Standard theories of international trade (developed by Adam Smith, David Ricardo, and Heckscher-Ohlin) focus on production-side differences as the basis for comparative advantage. According to these theories, the sources of production-side differences are differences in technologies, differences in factor productivities, differences in factor endowments, and differences across products in the use of productive factors in producing the products.
Hence, according to these theories, the more different the countries are – regarding productivity, technology, or capital-to-labor ratio – the greater the economic gain from specialization and trade. Thus, we may expect that the predominant portion of international trade will occur between countries that are different in these regards. In other words, we may expect that developed countries (capital-abundant, high productivity, advanced technologies) will trade with developing countries (labor-abundant, low-productivity, outdated technology).

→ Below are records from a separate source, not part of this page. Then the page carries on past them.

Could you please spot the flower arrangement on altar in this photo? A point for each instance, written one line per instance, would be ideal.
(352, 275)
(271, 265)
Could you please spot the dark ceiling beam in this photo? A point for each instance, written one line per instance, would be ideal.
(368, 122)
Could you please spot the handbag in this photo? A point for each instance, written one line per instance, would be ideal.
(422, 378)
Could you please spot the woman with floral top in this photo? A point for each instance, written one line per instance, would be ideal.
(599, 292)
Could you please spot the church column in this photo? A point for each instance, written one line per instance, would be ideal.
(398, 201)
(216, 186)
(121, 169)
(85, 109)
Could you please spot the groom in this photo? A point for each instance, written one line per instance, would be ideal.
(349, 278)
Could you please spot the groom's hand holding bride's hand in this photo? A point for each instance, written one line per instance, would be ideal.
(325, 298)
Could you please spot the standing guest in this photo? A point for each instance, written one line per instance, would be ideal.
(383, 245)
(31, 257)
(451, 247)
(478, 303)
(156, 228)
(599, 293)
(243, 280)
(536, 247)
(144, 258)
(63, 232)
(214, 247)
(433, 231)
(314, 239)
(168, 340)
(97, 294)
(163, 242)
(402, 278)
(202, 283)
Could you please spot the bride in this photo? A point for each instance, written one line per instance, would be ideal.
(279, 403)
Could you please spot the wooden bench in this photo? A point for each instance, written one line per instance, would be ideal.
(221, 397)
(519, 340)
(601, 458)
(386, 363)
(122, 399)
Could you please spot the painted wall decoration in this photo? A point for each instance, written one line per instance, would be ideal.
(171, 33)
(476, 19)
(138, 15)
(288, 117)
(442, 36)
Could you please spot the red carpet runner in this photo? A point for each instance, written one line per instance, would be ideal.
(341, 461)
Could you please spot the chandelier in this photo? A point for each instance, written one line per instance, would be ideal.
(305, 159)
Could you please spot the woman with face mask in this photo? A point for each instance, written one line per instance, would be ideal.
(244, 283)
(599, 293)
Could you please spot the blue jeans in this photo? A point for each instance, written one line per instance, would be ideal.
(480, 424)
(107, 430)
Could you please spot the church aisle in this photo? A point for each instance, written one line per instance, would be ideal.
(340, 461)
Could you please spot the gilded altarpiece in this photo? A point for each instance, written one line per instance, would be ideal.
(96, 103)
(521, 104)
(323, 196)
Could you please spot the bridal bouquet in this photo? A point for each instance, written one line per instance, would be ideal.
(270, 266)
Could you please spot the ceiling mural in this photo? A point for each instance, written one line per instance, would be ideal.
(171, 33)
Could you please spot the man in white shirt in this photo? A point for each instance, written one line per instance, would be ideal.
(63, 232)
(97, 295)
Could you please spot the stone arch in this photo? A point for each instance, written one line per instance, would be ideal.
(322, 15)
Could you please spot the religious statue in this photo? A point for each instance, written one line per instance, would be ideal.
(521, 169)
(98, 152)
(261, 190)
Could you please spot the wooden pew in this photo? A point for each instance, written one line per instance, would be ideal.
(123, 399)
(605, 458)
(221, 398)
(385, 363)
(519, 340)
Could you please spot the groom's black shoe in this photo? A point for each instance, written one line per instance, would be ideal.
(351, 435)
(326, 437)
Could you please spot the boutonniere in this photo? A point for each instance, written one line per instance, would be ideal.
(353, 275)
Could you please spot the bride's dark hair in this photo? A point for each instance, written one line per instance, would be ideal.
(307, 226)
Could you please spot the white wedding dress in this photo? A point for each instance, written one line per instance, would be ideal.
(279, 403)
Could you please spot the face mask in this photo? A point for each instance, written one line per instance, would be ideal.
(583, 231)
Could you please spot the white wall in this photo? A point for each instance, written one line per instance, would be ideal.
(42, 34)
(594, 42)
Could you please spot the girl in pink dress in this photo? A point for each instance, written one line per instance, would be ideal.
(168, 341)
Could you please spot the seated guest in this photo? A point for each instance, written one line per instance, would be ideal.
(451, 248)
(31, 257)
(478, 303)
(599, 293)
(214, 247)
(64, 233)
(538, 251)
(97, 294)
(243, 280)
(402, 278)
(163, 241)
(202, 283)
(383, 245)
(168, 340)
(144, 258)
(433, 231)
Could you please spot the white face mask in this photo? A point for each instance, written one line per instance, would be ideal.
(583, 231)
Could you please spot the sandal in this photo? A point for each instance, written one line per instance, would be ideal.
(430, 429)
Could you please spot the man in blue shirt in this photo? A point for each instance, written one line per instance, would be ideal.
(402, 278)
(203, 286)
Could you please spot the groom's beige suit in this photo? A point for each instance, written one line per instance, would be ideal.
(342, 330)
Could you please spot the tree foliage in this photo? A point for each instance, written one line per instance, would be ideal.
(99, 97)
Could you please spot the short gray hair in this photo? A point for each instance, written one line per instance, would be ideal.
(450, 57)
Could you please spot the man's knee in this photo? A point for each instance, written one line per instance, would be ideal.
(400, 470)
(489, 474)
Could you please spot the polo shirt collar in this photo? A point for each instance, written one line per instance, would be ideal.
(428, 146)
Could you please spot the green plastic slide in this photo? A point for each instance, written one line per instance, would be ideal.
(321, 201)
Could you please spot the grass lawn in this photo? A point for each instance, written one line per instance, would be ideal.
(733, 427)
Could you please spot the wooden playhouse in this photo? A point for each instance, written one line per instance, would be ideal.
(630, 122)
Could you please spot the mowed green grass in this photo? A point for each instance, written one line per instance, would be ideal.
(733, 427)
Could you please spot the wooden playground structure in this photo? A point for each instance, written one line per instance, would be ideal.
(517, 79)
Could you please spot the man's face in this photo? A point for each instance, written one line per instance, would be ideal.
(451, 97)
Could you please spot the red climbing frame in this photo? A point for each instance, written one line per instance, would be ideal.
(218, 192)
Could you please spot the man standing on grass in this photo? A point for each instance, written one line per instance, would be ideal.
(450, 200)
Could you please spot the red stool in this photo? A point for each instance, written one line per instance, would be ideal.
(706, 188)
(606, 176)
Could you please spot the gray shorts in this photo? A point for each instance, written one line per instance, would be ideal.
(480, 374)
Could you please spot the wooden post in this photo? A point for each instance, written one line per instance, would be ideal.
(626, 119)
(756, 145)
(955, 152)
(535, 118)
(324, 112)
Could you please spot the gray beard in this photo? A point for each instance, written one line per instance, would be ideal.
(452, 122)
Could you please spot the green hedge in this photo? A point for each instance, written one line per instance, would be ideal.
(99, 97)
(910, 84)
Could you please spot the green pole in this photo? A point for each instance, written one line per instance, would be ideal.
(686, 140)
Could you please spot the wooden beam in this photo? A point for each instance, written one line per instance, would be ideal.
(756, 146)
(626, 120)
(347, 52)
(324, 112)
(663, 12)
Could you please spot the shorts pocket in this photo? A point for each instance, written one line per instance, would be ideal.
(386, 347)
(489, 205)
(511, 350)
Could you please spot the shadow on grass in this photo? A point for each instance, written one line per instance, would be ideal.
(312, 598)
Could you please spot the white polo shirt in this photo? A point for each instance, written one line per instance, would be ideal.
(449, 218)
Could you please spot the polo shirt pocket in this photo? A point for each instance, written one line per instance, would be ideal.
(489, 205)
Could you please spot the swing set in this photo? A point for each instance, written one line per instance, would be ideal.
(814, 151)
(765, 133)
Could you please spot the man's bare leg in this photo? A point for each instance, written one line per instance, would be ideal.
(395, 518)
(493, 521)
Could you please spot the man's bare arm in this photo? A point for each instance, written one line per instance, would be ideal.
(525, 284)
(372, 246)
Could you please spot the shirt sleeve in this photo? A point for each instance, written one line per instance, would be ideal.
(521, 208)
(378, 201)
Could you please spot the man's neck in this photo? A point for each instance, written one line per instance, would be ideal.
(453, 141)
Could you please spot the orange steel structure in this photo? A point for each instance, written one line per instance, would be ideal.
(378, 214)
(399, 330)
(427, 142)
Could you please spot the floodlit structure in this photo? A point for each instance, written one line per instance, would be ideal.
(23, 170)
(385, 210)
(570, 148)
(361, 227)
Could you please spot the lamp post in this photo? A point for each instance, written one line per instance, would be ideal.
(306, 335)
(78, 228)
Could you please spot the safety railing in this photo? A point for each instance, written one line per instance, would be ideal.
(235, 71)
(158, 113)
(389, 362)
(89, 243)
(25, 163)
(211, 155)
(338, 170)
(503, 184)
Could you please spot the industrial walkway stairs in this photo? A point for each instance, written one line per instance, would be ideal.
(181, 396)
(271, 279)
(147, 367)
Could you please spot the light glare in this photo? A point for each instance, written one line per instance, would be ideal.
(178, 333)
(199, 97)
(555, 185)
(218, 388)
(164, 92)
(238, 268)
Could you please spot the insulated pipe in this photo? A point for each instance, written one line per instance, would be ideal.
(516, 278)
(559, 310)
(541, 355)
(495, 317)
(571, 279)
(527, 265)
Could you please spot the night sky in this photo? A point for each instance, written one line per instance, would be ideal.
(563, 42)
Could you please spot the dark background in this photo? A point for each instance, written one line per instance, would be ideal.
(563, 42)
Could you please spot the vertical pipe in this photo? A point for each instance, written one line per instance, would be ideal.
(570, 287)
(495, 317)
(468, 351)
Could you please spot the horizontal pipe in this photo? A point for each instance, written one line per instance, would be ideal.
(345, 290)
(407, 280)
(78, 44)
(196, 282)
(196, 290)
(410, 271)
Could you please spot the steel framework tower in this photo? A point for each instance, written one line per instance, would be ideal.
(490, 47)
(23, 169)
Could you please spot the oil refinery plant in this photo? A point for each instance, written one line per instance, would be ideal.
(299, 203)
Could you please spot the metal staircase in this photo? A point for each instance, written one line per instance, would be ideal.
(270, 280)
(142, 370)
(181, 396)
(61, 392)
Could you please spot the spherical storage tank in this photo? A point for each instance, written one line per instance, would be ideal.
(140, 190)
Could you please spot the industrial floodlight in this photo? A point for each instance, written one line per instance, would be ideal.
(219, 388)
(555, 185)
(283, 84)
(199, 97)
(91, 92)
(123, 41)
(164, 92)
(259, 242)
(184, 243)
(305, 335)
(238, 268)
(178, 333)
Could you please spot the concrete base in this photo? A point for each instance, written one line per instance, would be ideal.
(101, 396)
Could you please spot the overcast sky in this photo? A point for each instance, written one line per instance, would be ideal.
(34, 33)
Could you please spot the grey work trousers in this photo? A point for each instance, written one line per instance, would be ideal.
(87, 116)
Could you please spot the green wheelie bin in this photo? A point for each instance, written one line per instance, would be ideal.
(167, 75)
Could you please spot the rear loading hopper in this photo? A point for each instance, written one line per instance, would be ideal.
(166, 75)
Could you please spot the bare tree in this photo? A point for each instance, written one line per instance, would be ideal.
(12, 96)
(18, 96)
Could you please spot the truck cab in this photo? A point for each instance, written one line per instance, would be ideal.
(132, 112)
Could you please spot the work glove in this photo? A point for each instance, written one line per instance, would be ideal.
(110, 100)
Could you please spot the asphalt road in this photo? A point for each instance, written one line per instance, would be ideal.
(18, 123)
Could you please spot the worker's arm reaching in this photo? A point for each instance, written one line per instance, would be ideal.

In-class exercise • Conduct a simple test of the standard theories of international trade. Go to the U.S. Census Bureau webpage http://www.census.gov/foreign-trade/statistics/highlights/index.html ;click on the “Top trading partners” link;click on December of the previous year (because the December data show the annual values for each year).What countries were the top 10 purchasers of U.S. exports? What countries were the top 10 suppliers of U.S. imports? Compare these lists. Does the overall pattern of the U.S. trade partners appear to match well with the predictions of the standard trade theories? Why or why not? Are there any features of the data that appear to violate strongly these predictions?
In-class exercise Conclusions: • Industrialized countries (which are similar in many aspects in their technologies, technological capabilities, and factor endowment) trade extensively with each other. • Trade between industrialized countries is nearly half of all world trade. • These facts appear to be inconsistent with comparative-advantage theory.
Intra-industry trade • An increasing fraction of world trade consists of intra-industry trade, in which a country both exports and imports the same or very similar products (products in the same product category / industry). • Even very subtle production-side (i.e., technology-based) comparative advantages seem to be unable to explain the phenomenon of intra-industry trade.